Le monde au défi
Le monde au défi
L’observateur lucide qu’est Hubert Védrine ne peut pas laisser indifférent tant ses analyses s’appuient sur une lecture sans concession de notre monde actuel. Sa longue expérience à l’Élysée, comme secrétaire général de François Mitterrand et également comme ministre des Affaires étrangères, lui permet de dresser un constat inquiétant de l’état de notre planète.
Notre monde en effet va mal, mal sur le plan écologique avec une accélération des changements induits par l’Homme et dont le réchauffement climatique en est un des aspects les plus spectaculaires et déstabilisateurs. Mal sur le plan politique, où plus que jamais la multipolarisation actuelle voit les tensions s’accroître avec la remise en cause des équilibres classiques mais aussi – et plus inquiétant – avec le rejet de la démocratie au profit de populismes nationalistes ou religieux, préférant la démocrature aux vertus du peuple citoyen.
Ces dérives montrent que la notion de communauté internationale, voulue notamment avec la création de l’ONU en 1945, reste davantage une virtualité qu’une réalité tangible, malgré les déclarations de bonne volonté faites à intervalles réguliers.

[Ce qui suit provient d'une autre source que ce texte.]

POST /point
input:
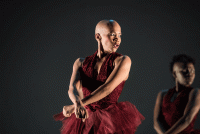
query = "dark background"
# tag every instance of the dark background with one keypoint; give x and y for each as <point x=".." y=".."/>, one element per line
<point x="41" y="39"/>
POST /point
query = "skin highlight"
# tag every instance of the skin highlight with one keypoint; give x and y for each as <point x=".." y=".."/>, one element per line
<point x="184" y="74"/>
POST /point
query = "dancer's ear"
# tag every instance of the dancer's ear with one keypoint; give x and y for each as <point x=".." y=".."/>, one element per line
<point x="98" y="37"/>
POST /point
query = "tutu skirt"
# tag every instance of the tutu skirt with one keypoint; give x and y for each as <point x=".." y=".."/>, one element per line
<point x="117" y="118"/>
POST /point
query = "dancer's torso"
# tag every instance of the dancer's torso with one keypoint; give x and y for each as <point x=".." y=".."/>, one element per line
<point x="91" y="80"/>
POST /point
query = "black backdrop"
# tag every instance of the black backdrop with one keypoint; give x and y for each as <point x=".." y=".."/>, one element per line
<point x="41" y="39"/>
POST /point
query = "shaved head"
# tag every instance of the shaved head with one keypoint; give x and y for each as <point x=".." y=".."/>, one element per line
<point x="105" y="25"/>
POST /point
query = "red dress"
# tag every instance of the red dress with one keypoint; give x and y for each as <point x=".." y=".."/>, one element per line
<point x="173" y="111"/>
<point x="106" y="116"/>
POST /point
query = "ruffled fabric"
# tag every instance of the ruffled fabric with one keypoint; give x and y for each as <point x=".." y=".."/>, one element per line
<point x="120" y="118"/>
<point x="106" y="116"/>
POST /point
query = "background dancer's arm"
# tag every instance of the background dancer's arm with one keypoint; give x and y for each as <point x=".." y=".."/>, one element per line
<point x="191" y="110"/>
<point x="120" y="73"/>
<point x="159" y="123"/>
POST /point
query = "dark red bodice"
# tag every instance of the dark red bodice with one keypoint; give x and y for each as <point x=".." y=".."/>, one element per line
<point x="106" y="116"/>
<point x="173" y="111"/>
<point x="91" y="80"/>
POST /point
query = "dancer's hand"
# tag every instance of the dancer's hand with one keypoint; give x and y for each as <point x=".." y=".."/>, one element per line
<point x="80" y="110"/>
<point x="68" y="110"/>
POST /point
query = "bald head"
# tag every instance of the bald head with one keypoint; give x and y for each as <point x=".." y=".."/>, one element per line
<point x="105" y="25"/>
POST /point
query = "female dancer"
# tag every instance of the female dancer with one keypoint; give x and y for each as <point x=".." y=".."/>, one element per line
<point x="102" y="77"/>
<point x="176" y="109"/>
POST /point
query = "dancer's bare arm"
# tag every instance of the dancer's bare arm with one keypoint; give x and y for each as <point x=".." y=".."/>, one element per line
<point x="191" y="110"/>
<point x="159" y="125"/>
<point x="75" y="81"/>
<point x="120" y="73"/>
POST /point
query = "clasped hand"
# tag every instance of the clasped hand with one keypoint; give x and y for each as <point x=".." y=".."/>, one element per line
<point x="79" y="110"/>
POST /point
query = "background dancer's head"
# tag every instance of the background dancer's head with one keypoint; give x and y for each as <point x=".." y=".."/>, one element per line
<point x="183" y="70"/>
<point x="108" y="36"/>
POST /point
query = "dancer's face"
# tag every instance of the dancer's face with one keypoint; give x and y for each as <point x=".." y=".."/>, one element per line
<point x="184" y="73"/>
<point x="110" y="37"/>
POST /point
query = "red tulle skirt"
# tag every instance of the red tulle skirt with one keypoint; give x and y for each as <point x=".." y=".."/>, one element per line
<point x="118" y="118"/>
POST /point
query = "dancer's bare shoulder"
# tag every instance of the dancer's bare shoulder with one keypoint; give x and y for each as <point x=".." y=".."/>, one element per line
<point x="126" y="60"/>
<point x="78" y="62"/>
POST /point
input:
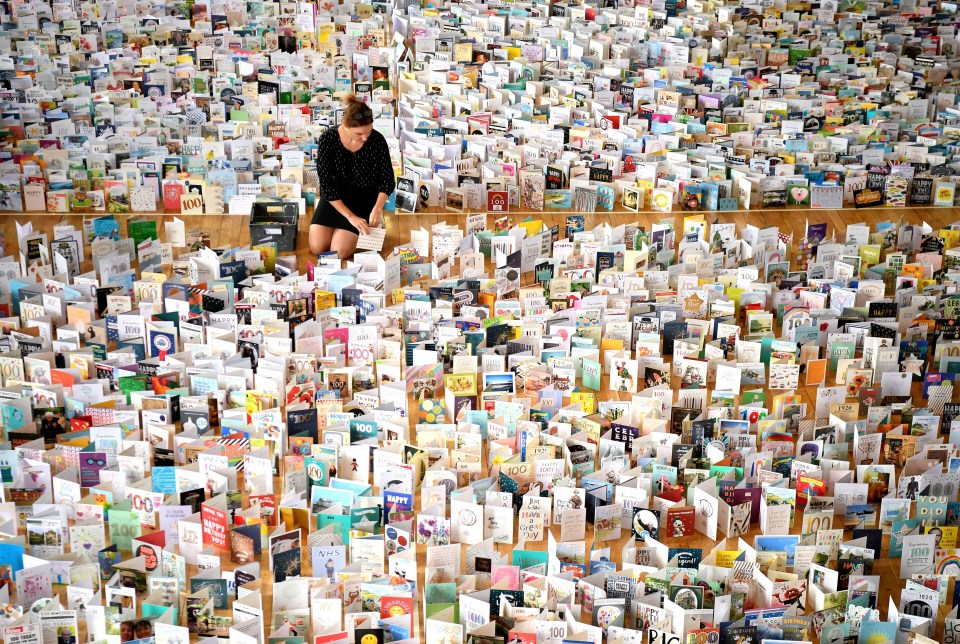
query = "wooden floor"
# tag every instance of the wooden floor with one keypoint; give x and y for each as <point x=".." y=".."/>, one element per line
<point x="233" y="230"/>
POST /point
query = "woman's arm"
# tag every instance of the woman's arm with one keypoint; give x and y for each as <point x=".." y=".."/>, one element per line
<point x="330" y="181"/>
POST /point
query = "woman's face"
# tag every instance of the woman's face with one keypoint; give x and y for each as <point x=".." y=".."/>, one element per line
<point x="358" y="135"/>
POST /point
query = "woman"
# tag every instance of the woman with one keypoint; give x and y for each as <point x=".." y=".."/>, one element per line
<point x="356" y="178"/>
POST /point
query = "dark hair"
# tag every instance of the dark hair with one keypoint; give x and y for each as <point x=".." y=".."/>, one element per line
<point x="357" y="113"/>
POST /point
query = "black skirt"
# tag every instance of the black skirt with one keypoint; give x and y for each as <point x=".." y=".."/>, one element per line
<point x="324" y="214"/>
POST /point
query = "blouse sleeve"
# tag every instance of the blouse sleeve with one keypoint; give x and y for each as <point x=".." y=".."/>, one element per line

La bipolarité de la guerre froide n’est plus et le système actuel n’a pas trouvé son équilibre. D’autant plus que le monde occidental est lui aussi en panne de leadership mais aussi de volonté d’avancer. Les États-Unis, l’hyperpuissance de l’après chute du Mur, doutent d’eux-mêmes, à l’image de la campagne présidentielle de 2016, tandis que l’Europe est en panne de projet, voire d’avenir tout court. La fracturation de l’Europe en est une preuve hélas tangible avec le refus d’admettre certaines évidences comme les racines judéo-chrétiennes du « Vieux Continent ». Ainsi, la France a du mal à percevoir le problème de l’islamisme comme autre chose qu’un malaise social, d’où l’incapacité à reconnaître les vrais ressorts de la violence revendiquée par le Djihad.
Ces différentes visions du monde aboutissent à cette fragmentation inéluctable où les passions s’entremêlent aux intérêts immédiats, accélérée par la mondialisation de l’économie mais aussi des savoirs et de l’information-désinformation via les réseaux sociaux.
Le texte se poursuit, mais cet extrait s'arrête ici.